Moore's department will test water samples for residents for $17. The tests are mandatory for all new homes and wells and when existing homes are sold or the deed is transferred. The department has tested about 8,000 homes since 2001. Only one-half of 1 percent exceeded the old standard of 50 ppb--but 9 percent had arsenic at 10 ppb or above.
Fortunately, there's almost always a solution. "Arsenic only affects you when it's consumed," explains Dondzila. "So it's really only water for drinking and cooking that's a problem, not water for humidifiers or washing clothes or bathing. For arsenic below 50 ppb, usually an under-the-sink reverse osmosis treatment should do it. Above that, there's whole house arsenic removal, where you put a large tank after water soften to remove the arsenic. And if your level's really high, then there's drilling a new well." Another water table at the same location will often have lower arsenic levels--though the only way to know for sure is to drill and have a sample tested.

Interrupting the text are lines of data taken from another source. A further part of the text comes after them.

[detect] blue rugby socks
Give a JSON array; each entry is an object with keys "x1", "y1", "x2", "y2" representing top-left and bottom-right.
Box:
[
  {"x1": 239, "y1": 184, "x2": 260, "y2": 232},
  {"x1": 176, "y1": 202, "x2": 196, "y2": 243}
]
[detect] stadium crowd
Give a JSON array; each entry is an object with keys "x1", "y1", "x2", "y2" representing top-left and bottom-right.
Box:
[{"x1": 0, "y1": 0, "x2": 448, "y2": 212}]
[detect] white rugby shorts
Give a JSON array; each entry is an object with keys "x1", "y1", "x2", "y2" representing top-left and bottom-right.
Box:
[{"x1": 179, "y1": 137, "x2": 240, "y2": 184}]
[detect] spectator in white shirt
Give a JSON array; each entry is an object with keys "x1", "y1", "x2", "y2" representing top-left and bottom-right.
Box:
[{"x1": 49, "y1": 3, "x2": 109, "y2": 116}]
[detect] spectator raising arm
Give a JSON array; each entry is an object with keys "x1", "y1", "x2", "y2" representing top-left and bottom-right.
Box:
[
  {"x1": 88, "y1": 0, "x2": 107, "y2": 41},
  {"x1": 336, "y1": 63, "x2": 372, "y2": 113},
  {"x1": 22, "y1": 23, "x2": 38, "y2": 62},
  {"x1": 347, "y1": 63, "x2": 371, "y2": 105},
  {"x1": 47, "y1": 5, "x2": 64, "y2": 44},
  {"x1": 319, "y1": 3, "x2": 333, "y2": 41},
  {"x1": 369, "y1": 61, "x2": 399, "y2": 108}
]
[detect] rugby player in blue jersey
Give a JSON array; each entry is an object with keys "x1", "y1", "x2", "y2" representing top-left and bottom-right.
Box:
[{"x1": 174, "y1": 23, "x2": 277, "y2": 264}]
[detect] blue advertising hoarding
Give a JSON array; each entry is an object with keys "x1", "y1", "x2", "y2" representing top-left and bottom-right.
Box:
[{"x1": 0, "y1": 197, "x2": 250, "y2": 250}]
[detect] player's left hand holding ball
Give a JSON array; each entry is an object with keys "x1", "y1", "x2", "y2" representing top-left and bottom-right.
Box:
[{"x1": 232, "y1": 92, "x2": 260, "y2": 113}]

The solutions aren't cheap. "The under-the-sink reverse osmosis units average $650 to $850 installed," says Dondzila. "The whole house treatment averages $2,000 to $2,300 installed, and that includes the water test. The average 100-foot well costs between $4,500 and $5,000. That includes hooking up to the house but not upgrades like a bigger tank or pump or geothermal heating. All that's more."